First, it’s about one to two weeks of introduction and activation–this means prepping your body for the full training block. Then, we move on to two weeks of more specific training, but during which we still train our body to be ready to take on the “real training” that’s coming. Next, there are around six weeks of specific training. What does specific mean? Well, basically it means doing hill repeats; training specific elements of the race you’ve chosen; working on your jumps routine if you live in a flat place, or don’t have access to the hills every day; and building your core, strength and endurance for the race. 

So for example, each step you take towards race day (by doing long runs; core, strength and jumps work; intensity, speed and fartlek trainings, etc.) is part of a 12-week process. Like we talked about before, each week builds on the previous week’s training, all the way up until that good ol’ taper time. 

The taper is the moment when you can look back and see all the work that you’ve done: all those miles; early morning runs; mountain days with friends, or by yourself;  all those intensity trainings when the time went really, really slow during every repeat; those mornings or nights doing loops in your neighborhood, or running up and down the only hill around, feeling like the only person in the city spending their free time running like a hamster…the taper is your time to look back, reflect, and be proud of yourself for your whole training process. It’s all worth it. 

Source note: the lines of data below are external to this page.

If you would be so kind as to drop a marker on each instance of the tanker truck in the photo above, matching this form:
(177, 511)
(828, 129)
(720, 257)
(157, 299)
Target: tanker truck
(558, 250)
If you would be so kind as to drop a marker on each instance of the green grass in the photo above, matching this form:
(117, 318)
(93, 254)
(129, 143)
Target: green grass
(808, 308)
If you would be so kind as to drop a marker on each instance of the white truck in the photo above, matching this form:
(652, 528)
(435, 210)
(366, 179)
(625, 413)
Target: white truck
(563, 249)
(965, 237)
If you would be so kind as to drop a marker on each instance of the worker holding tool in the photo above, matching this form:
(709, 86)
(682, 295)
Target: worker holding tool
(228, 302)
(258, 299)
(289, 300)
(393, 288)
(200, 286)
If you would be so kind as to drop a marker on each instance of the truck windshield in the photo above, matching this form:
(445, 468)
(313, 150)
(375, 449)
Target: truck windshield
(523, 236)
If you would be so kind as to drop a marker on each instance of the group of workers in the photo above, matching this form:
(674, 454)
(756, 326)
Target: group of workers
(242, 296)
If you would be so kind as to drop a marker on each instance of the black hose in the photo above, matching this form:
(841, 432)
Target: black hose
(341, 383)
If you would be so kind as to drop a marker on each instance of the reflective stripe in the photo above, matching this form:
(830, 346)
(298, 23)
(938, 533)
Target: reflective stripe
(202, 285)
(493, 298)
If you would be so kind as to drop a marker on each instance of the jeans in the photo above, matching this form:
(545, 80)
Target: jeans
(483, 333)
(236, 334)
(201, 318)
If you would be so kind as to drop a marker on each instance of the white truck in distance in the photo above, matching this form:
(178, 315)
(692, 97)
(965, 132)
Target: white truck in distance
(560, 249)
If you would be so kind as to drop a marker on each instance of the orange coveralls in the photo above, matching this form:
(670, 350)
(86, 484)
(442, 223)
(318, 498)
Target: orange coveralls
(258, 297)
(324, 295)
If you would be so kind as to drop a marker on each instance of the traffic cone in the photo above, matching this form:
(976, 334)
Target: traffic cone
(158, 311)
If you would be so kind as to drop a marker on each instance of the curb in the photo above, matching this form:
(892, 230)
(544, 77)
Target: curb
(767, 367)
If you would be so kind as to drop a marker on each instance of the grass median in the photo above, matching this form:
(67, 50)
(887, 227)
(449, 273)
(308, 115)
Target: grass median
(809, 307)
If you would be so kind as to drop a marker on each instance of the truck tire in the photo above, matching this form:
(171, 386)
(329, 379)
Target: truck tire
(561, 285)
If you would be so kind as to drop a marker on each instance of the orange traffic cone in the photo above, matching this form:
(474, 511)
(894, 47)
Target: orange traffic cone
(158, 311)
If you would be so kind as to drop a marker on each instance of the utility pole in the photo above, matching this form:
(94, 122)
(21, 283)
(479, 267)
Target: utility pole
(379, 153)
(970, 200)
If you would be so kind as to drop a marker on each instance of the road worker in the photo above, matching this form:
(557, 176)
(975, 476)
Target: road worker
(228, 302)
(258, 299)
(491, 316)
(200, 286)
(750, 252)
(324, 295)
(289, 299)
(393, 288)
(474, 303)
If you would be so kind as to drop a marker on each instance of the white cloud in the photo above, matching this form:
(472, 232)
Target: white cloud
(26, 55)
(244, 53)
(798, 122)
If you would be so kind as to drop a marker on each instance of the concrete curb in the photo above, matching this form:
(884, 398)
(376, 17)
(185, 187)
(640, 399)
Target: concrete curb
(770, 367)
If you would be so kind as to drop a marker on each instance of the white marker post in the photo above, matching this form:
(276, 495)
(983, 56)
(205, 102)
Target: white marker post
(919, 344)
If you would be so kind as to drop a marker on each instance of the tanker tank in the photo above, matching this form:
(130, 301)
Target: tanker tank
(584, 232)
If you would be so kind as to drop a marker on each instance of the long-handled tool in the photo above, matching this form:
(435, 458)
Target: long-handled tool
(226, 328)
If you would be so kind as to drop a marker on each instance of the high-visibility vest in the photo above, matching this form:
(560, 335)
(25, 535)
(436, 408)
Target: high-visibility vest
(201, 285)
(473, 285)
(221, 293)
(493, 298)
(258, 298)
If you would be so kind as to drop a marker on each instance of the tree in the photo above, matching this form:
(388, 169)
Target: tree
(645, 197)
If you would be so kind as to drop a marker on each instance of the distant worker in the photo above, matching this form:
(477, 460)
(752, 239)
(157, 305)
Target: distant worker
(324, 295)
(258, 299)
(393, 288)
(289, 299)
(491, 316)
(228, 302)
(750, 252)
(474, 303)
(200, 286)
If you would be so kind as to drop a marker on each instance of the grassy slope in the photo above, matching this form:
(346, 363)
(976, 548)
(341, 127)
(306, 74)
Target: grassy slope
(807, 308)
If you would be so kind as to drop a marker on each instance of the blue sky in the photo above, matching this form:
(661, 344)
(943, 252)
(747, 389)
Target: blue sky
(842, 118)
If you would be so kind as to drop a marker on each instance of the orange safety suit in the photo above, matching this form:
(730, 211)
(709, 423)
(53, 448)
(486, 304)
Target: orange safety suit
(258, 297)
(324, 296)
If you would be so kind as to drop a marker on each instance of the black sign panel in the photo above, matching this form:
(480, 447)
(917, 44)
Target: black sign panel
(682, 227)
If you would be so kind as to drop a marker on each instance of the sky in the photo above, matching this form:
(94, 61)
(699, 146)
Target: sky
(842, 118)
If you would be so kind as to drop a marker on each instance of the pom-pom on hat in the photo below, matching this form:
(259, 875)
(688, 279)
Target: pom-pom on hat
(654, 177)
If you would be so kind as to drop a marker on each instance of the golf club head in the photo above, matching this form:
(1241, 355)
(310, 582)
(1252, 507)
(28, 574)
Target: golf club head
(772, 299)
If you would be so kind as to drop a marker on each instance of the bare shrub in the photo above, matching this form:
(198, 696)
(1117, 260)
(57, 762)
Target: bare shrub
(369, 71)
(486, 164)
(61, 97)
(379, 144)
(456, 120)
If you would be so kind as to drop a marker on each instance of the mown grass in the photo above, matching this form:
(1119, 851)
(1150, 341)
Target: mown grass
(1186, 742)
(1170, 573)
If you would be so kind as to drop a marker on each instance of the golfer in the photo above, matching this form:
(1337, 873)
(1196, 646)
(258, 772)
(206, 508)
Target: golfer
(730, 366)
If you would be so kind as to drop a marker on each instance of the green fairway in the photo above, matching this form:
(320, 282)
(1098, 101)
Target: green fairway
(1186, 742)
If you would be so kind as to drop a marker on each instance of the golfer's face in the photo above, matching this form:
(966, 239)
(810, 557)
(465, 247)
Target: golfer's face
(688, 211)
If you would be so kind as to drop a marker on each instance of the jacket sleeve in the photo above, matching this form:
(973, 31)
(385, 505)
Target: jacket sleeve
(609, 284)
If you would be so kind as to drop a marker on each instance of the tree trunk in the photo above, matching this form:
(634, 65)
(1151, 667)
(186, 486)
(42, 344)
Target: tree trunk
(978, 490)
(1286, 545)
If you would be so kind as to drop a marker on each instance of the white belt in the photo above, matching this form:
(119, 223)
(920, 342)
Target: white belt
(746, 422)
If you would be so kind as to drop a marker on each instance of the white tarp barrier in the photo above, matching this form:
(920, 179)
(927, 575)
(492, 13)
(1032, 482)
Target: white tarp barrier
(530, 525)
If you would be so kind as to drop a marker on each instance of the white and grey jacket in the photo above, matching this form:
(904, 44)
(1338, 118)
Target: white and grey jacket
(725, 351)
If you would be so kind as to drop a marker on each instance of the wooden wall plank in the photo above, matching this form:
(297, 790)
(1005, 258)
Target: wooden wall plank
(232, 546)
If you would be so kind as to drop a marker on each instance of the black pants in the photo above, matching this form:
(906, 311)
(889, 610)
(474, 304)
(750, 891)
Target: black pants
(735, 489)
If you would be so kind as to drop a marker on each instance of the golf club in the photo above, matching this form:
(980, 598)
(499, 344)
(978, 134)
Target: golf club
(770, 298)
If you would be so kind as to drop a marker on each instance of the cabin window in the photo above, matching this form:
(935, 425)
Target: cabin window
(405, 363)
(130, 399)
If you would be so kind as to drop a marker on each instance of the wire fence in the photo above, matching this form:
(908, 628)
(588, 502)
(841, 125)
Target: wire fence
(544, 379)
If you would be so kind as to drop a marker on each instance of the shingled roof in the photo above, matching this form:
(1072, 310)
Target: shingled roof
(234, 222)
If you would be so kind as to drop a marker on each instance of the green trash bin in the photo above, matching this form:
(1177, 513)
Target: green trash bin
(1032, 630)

So. After those 12 weeks of training, you’ll finally hit the moment when it’s time to taper. During your taper, you’ll reduce your training to 70-75% of your normal volume two weeks before the race, and to about 20-40 % during race week. Sometimes, it’s even better just to rest and go for a couple of easy jogs during race week, so that you can arrive completely fresh and motivated.

Training structure? 

In the last section, I already mentioned something about how to structure your training.  In general, if we’re focusing on a 12-week training schedule, it’s best to break those weeks down into four-week blocks.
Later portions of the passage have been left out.